The result parameter is accepted but not stored in the default JsonlStore. If you want result persistence, subclass JsonlStore and override mark_done() to include result data.

The 35 tests cover: fresh start (empty file), mid-job resume, resume at boundaries (0 complete, all complete), mark_done idempotency, partial-write recovery, and the context manager exit.

When to Use It

Use it for any batch job longer than a few minutes that processes a list of items. LLM batch processing, bulk document analysis, dataset enrichment, any loop where each item requires one or more LLM calls.

The cost of checkpointing is one file write per item. For 1000 items with 1-second LLM calls, the overhead is negligible. For 10 items with 5-minute LLM calls, you almost certainly want checkpointing — losing one item means waiting 5 more minutes.

Skip it for short jobs. If your entire batch takes 30 seconds, restarting from scratch on failure is acceptable. The checkpoint overhead is not worth it.

Install

pip install git+https://github.com/MukundaKatta/agent-resume

from agent_resume import AgentResume, JsonlStore
from agent_deadline import Deadline, DeadlineExceeded

store = JsonlStore(path="./checkpoints/nightly-sync.jsonl")
agent = AgentResume(store=store)

deadline = Deadline.from_now(seconds=3600)  # 1 hour max

try:
    with agent.resume_or_start(job_id="nightly-sync-2026-05-24") as session:
        for item in session.remaining(load_all_documents()):
            deadline.check_or_raise()
            summary = summarize_document(item)
            save_summary(item.id, summary)
            session.mark_done(item.id)
except DeadlineExceeded:
    print("Time limit reached. Will resume next run.")

Sibling Libraries

Library	What it solves
`agent-state-checkpoint`	Full agent state snapshot (not just item IDs)
`agent-deadline`	Wall-clock deadline for the outer job loop
`conversation-codec`	Persist conversation history between sessions
`llm-stop-conditions`	Composable stop conditions within each item's loop
`agentsnap`	Record actual token usage per item

For per-item loops that need their own stop conditions and deadlines, nest agent-deadline and llm-stop-conditions inside the session.remaining() loop. agent-resume handles the outer job; the inner loop handles each item.

What's Next

Result storage is the obvious next step. The current JsonlStore only tracks IDs. A ResultJsonlStore that saves the result alongside the ID would cover the common case of wanting to both checkpoint progress and persist results in one place.
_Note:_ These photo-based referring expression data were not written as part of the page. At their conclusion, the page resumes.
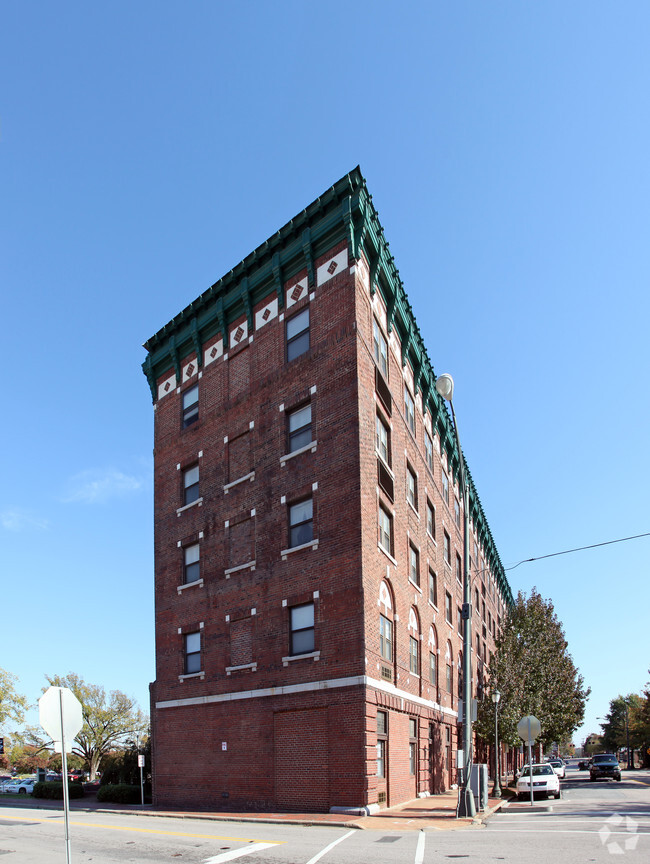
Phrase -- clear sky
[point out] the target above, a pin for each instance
(147, 147)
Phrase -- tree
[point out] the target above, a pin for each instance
(534, 674)
(12, 705)
(107, 719)
(621, 724)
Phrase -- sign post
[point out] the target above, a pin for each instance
(61, 716)
(529, 729)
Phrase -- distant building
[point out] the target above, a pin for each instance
(308, 533)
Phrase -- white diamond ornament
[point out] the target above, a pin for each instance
(60, 714)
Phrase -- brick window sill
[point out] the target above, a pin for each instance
(250, 476)
(249, 565)
(244, 667)
(200, 675)
(198, 583)
(313, 544)
(311, 446)
(312, 655)
(197, 503)
(387, 554)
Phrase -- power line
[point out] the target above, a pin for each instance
(577, 549)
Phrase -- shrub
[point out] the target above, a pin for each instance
(121, 793)
(54, 791)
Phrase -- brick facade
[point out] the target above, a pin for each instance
(274, 687)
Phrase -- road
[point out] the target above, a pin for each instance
(583, 826)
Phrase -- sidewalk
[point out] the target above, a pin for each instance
(437, 812)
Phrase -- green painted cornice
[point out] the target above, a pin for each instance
(344, 212)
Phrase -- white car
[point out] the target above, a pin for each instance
(22, 787)
(545, 781)
(559, 767)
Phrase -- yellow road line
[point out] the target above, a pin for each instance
(51, 821)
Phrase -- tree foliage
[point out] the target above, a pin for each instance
(12, 705)
(108, 719)
(534, 674)
(623, 723)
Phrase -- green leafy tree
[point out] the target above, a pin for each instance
(12, 705)
(644, 725)
(108, 719)
(534, 674)
(622, 723)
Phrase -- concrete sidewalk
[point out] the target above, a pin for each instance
(437, 812)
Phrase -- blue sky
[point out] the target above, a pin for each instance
(145, 148)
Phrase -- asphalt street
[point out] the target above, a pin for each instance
(591, 823)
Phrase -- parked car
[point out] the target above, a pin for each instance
(604, 765)
(545, 781)
(20, 787)
(559, 767)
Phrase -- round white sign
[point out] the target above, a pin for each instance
(59, 708)
(529, 728)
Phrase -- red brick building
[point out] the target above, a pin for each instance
(308, 533)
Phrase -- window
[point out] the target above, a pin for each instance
(449, 672)
(431, 520)
(414, 564)
(298, 334)
(301, 640)
(411, 487)
(413, 655)
(385, 531)
(192, 565)
(433, 588)
(447, 748)
(445, 487)
(299, 428)
(448, 617)
(382, 439)
(433, 668)
(190, 406)
(428, 450)
(380, 349)
(409, 409)
(301, 523)
(447, 548)
(192, 653)
(382, 731)
(191, 484)
(386, 638)
(413, 746)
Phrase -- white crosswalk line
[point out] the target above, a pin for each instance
(239, 853)
(419, 852)
(327, 848)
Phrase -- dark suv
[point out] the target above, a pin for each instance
(604, 765)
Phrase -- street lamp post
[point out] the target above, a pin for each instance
(466, 806)
(496, 792)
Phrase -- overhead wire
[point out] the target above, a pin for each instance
(577, 549)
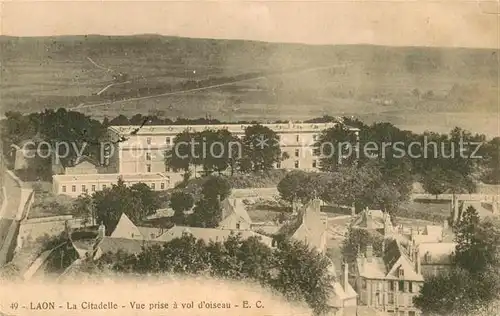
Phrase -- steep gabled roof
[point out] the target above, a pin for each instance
(235, 207)
(126, 229)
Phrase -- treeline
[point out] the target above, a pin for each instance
(292, 269)
(472, 287)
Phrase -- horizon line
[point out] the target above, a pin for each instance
(245, 40)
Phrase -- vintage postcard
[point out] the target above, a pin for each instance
(250, 158)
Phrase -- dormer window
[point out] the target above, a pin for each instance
(401, 273)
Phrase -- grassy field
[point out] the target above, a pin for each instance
(414, 88)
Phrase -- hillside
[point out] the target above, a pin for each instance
(257, 80)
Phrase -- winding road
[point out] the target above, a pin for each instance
(8, 217)
(86, 106)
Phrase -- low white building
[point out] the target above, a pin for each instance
(76, 184)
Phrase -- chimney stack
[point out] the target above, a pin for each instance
(369, 253)
(417, 261)
(345, 276)
(101, 231)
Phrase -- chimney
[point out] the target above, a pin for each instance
(345, 276)
(369, 253)
(418, 266)
(101, 231)
(445, 225)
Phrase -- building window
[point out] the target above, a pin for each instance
(390, 298)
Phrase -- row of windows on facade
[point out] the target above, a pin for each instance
(297, 154)
(169, 139)
(104, 186)
(393, 285)
(297, 164)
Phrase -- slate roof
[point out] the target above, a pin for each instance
(386, 267)
(235, 206)
(312, 230)
(130, 246)
(209, 234)
(436, 253)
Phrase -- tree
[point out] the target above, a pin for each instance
(357, 240)
(83, 208)
(336, 147)
(261, 148)
(312, 284)
(216, 187)
(110, 203)
(477, 243)
(207, 213)
(299, 186)
(182, 154)
(181, 202)
(457, 293)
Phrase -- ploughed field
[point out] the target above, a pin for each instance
(415, 88)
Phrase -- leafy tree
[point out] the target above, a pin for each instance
(216, 187)
(292, 269)
(182, 154)
(207, 213)
(312, 285)
(458, 293)
(83, 208)
(180, 202)
(357, 240)
(110, 203)
(261, 148)
(336, 147)
(477, 242)
(300, 186)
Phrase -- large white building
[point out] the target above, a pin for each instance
(139, 153)
(144, 151)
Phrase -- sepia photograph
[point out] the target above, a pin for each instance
(250, 158)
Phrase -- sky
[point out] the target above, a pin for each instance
(448, 23)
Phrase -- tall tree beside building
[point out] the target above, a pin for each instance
(110, 203)
(478, 242)
(182, 155)
(207, 213)
(216, 187)
(261, 148)
(474, 283)
(300, 186)
(180, 202)
(336, 147)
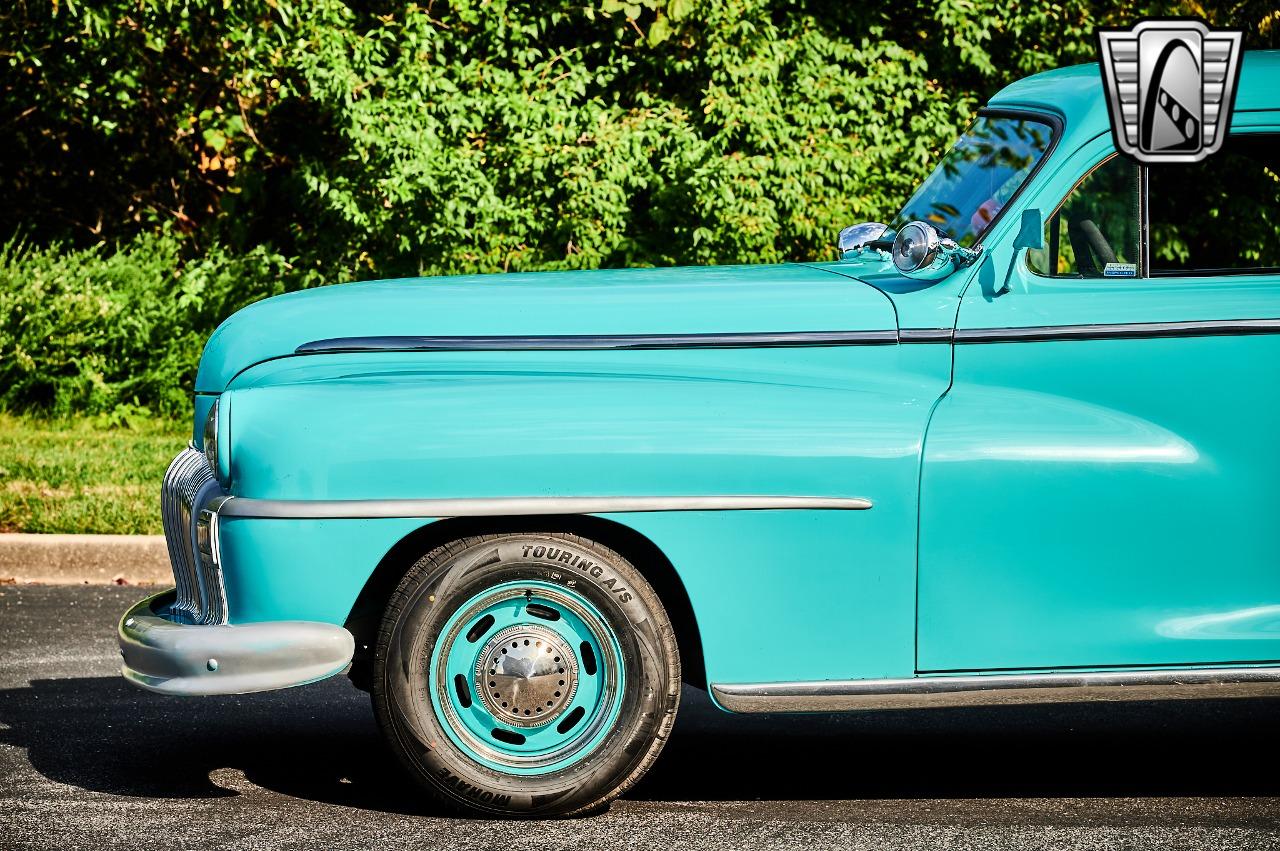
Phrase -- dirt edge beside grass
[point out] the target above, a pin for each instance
(85, 559)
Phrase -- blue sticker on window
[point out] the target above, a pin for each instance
(1120, 270)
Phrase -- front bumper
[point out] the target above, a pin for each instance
(225, 659)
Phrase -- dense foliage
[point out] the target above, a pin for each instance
(168, 160)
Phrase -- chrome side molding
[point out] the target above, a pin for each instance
(987, 690)
(522, 506)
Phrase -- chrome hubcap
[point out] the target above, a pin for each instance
(526, 675)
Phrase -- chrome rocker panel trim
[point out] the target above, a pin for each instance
(987, 690)
(173, 658)
(524, 506)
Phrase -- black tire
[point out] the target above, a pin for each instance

Distributed workers sharing a checkpoint is a harder problem. It requires either a lock-based append protocol (file locking on NFS is unreliable) or a database backend. A PostgresStore backend with row-level locking would handle parallel workers safely.

A repair command for corrupted checkpoint files would be useful. Right now partial writes are silently skipped. A python -m agent_resume repair ./checkpoints/batch-job-42.jsonl command that validates and repairs the file would be a good operational tool.

Built as part of the agent-stack family: composable Python primitives for production LLM agents.